While in the West the doctrine has been taught somewhat negatively – the emphasis being on Mary’s sinlessness - the East has tended to put the accent instead on her abundant holiness. The colloquial term for her is Panagia, the All-Holy; for everything in her is holy.

Although this doctrine is not explicitly stated in Scripture (as indeed the Trinity is not explicitly stated), there is much implicit evidence that the New Testament Church believed in the sinlessness and holiness of the Mother of God.

The primary implicit reference can be found in the angel’s greeting to Mary. The angel Gabriel said, "Hail, full of grace, the Lord is with you" (Luke 1:28). The phrase "full of grace" is a translation of the Greek word kecharitomene. This word represents the proper name of the person being addressed by the angel, and it therefore expresses a characteristic quality of Mary.

The traditional translation, "full of grace," is more accurate than the one found in many recent versions of the New Testament, which tend to render the expression "highly favoured daughter." Mary was indeed a highly favoured daughter of God, but the Greek implies more than that (and it never mentions the word for "daughter"). The grace given to Mary is at once permanent and of a unique kind. Kecharitomene is a perfect passive participle of charitoo, meaning "to fill or endow with grace." Since this term is in the perfect tense, it indicates a perfection of grace that is both intensive and extensive. So, the grace Mary enjoyed was not a result of the angel’s visit, but rather it extended over the whole of her life. She must have been in a state of sanctifying grace from the first moment of her existence to have been called "full of grace."

However, this is not to imply that Mary had no need of a saviour. Like all other descendants of Adam, she was subject to the necessity of contracting original sin. But by a special intervention of God, undertaken at the instant she was conceived, she was preserved from the stain of original sin and its consequences. She was therefore redeemed by the grace of Christ, but in a special way - by anticipation.

If we consider an analogy: Suppose a man falls into a deep pit and someone reaches down to pull him out. The man has been "saved" from the pit. Now imagine a woman walking along, and she too is about to topple into the pit, but at the very moment that she is to fall in, someone holds her back and prevents her. She too has been saved from the pit, but in an even better way: she was not simply taken out of the pit; she was prevented from getting stained by the mud in the first place. By receiving Christ’s grace at her conception, she had his grace applied to her before she was able to become subject to original sin and its stain.

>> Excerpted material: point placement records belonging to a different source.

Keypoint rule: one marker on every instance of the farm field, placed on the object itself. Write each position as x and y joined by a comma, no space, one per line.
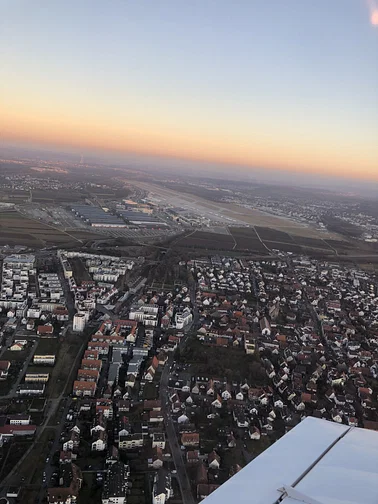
261,240
247,239
206,240
16,229
273,235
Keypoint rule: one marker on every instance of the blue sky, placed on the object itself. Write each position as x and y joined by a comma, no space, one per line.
284,84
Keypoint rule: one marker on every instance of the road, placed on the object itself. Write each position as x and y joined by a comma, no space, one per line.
12,478
177,453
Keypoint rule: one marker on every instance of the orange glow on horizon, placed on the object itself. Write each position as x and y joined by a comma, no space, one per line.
252,150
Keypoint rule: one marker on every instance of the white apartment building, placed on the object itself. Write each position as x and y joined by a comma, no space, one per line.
79,322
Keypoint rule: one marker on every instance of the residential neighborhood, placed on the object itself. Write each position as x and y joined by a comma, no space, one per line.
192,382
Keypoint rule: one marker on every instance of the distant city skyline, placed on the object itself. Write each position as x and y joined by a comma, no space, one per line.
279,87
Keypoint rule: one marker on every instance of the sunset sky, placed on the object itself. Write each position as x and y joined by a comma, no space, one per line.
276,84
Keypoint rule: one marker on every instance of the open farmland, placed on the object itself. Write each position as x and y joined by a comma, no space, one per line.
262,241
205,240
247,239
16,229
274,235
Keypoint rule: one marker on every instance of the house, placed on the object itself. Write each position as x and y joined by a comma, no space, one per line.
156,459
4,368
9,431
130,441
150,373
66,457
91,364
116,484
158,439
73,441
123,406
192,456
19,419
45,330
190,439
32,376
155,417
162,489
88,375
70,481
84,388
16,347
213,460
32,389
100,441
217,403
152,405
265,327
254,433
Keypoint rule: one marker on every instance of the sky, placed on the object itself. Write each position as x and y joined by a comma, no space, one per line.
288,86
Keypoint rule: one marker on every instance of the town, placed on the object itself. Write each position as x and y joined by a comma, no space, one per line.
114,389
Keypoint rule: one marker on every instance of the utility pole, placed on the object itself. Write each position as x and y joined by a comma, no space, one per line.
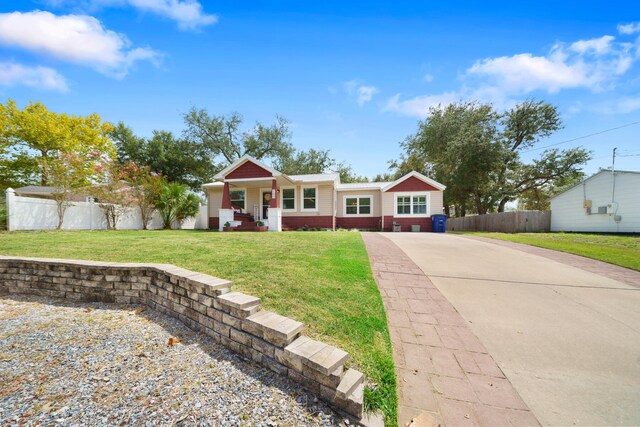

The Catechism of the Catholic Church states that she was "redeemed in a more exalted fashion, by reason of the merits of her Son" (CCC 492). She has more reason to call God her Saviour than we do, because he saved her in an even more glorious manner.

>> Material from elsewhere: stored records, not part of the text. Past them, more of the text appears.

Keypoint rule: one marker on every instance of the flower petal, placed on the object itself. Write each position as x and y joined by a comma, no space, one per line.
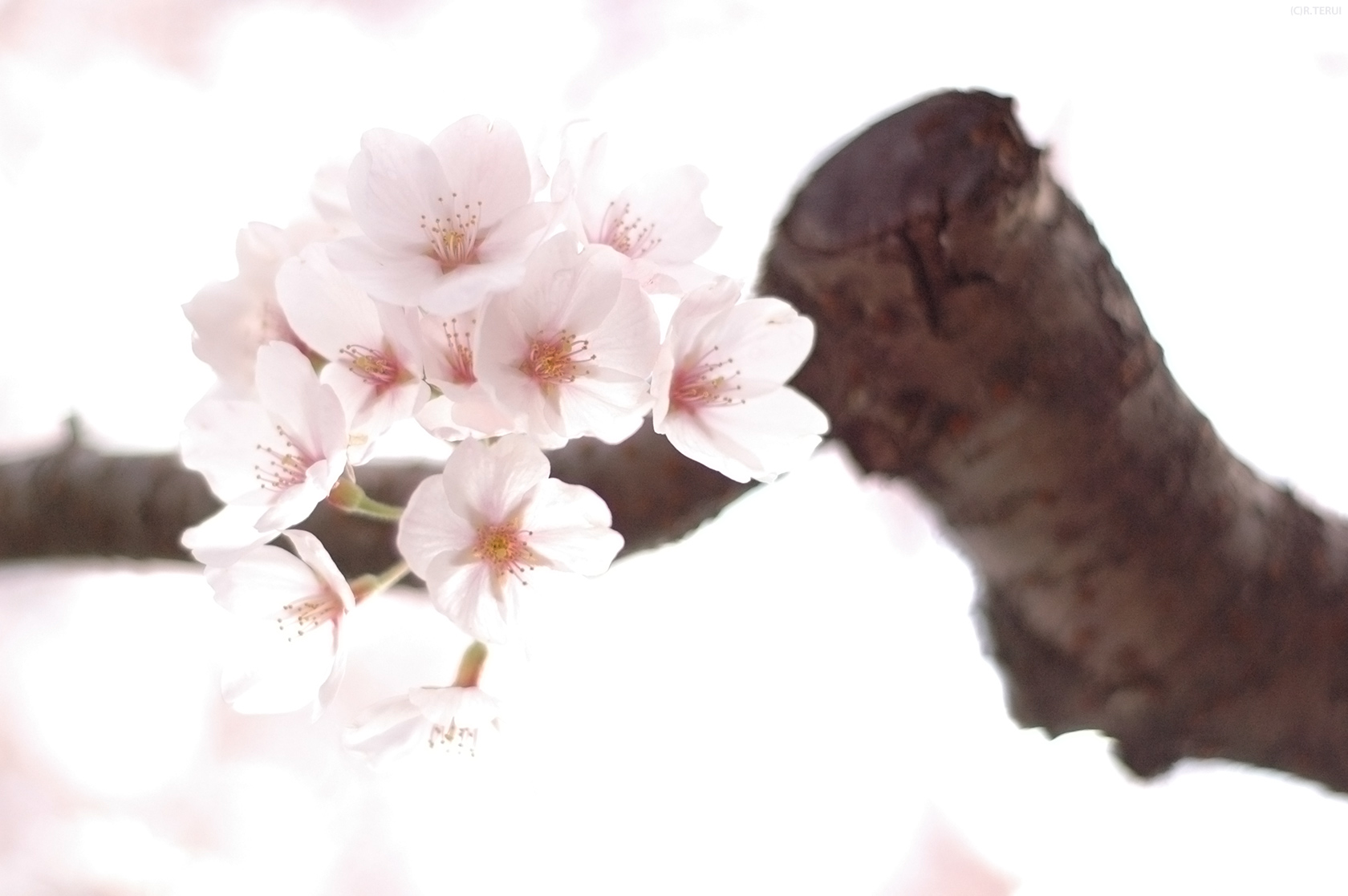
396,182
487,484
569,529
429,527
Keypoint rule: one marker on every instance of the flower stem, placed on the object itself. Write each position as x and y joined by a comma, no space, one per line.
352,499
471,667
370,585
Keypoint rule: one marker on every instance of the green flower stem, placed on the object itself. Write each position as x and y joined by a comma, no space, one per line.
370,585
471,667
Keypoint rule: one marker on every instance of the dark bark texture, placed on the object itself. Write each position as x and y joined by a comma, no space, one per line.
975,339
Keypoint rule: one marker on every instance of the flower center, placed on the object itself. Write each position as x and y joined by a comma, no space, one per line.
372,366
459,355
453,739
557,360
282,468
627,233
302,616
453,235
503,547
704,383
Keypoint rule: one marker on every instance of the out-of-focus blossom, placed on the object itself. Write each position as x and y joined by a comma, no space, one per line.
465,407
446,224
476,531
657,224
448,720
719,384
291,610
273,460
572,347
374,360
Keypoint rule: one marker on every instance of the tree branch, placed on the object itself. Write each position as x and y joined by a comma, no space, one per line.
75,501
975,339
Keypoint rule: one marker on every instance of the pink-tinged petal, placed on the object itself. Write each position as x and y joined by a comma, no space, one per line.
227,537
569,529
487,484
313,553
767,339
396,184
429,527
269,675
220,440
469,285
467,707
386,729
761,438
328,690
475,600
228,322
371,408
324,306
662,378
309,412
630,337
711,449
564,287
437,418
294,505
262,582
484,162
660,217
604,403
398,278
517,235
696,309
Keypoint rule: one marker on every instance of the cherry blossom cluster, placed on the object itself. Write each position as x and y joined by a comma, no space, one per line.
453,286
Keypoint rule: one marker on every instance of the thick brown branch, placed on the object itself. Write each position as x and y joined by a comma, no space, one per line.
976,339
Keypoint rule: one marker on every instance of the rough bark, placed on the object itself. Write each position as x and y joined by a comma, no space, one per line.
975,339
75,501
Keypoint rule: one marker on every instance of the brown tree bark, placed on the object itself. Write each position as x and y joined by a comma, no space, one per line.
975,339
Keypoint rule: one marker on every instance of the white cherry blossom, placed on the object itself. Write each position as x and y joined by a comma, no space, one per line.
719,384
441,720
372,352
290,612
479,529
572,347
657,224
235,318
464,408
442,224
271,460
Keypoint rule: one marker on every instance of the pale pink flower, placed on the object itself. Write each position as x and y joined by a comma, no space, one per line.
372,348
290,610
719,384
235,318
442,720
477,531
271,460
449,356
444,224
657,224
572,348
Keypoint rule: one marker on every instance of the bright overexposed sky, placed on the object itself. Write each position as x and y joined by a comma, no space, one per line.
785,701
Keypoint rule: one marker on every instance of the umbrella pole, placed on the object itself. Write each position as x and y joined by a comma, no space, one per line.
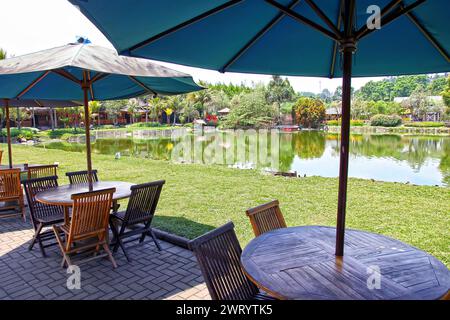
88,134
8,132
348,50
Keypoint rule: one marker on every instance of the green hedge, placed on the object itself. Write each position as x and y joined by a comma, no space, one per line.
146,125
382,120
27,133
353,123
425,124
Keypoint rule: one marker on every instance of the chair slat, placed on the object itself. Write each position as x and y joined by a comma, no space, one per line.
79,177
11,190
266,218
218,253
37,172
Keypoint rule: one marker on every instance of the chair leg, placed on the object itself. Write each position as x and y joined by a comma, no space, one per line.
66,258
111,258
155,240
37,237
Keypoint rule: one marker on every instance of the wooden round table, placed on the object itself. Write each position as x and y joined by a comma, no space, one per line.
61,196
299,263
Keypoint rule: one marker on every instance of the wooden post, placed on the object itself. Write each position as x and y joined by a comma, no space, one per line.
86,88
8,132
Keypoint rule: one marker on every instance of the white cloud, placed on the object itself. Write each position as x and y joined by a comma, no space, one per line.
30,25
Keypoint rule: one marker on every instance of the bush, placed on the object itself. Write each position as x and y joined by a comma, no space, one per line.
353,123
310,112
425,124
381,120
24,133
145,125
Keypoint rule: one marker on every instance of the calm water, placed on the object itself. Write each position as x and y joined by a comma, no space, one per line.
421,160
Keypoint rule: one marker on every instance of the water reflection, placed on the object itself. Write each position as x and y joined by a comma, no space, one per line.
423,160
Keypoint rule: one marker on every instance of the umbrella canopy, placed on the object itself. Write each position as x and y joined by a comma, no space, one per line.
16,103
325,38
276,37
57,74
84,70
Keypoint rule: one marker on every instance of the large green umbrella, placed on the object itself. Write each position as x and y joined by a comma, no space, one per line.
325,38
92,72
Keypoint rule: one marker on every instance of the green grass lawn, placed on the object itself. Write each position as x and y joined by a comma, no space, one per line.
198,198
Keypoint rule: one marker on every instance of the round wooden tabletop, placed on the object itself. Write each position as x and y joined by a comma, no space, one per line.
61,196
299,263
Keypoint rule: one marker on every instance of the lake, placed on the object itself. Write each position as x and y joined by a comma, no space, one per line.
421,160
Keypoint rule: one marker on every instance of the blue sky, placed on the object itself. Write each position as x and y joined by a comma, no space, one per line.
30,25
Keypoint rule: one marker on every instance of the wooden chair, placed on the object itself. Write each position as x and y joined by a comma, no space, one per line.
218,253
11,191
79,177
42,215
138,216
90,216
37,172
266,217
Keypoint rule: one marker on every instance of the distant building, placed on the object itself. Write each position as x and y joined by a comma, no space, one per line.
435,108
333,113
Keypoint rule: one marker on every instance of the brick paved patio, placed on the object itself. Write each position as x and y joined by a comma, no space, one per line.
170,274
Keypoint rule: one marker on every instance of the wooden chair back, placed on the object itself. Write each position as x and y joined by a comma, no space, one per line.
218,253
266,217
37,172
10,186
39,210
90,215
143,201
80,177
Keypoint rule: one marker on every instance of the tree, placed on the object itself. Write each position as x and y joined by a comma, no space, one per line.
279,90
3,54
95,108
133,109
250,110
418,103
114,108
189,112
310,112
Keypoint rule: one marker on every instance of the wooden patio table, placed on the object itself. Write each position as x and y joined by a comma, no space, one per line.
299,263
61,196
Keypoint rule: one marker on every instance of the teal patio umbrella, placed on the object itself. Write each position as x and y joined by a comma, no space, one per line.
87,72
7,103
321,38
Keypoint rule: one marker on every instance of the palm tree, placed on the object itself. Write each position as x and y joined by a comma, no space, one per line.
3,54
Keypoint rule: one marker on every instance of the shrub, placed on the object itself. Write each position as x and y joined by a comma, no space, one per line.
310,112
145,125
381,120
353,123
425,124
27,133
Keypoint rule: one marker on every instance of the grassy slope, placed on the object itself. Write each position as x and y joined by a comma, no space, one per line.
197,198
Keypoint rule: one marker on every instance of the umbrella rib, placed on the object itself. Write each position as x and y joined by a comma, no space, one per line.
365,31
182,25
323,16
335,45
298,17
141,84
258,36
429,36
35,82
67,75
91,89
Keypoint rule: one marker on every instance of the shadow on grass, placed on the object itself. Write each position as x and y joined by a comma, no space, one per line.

St. Luke also provides us with further evidence that the early Church believed in the sinlessness of Mary. In the first chapter of his gospel, he goes to great pains to recount the event of the Visitation in parallel terms to the recovery of the Ark of the Covenant by David in 2 Sam 6. The following contrasts are notable:

1) 2 Sam 6,2 “So David arose and went…set out for Baala of Judah” Lk 1,39 “And Mary rising up in those days, went…to a town of Judah”

2) 2 Sam 6,9 “How can the ark of the Lord come to me?” Lk 1,43 “And whence is this to me, that the mother of my Lord should come to me?

3) 2 Sam 6,14 “And David danced with all his might before the Lord” Lk 1,44 “the infant in my womb leaped for joy.”

4) 2 Sam 6,11 “ And the ark of the Lord abode in the house of Obededom the Gittite three months.” Lk 1,56 “And Mary abode with her about three months.”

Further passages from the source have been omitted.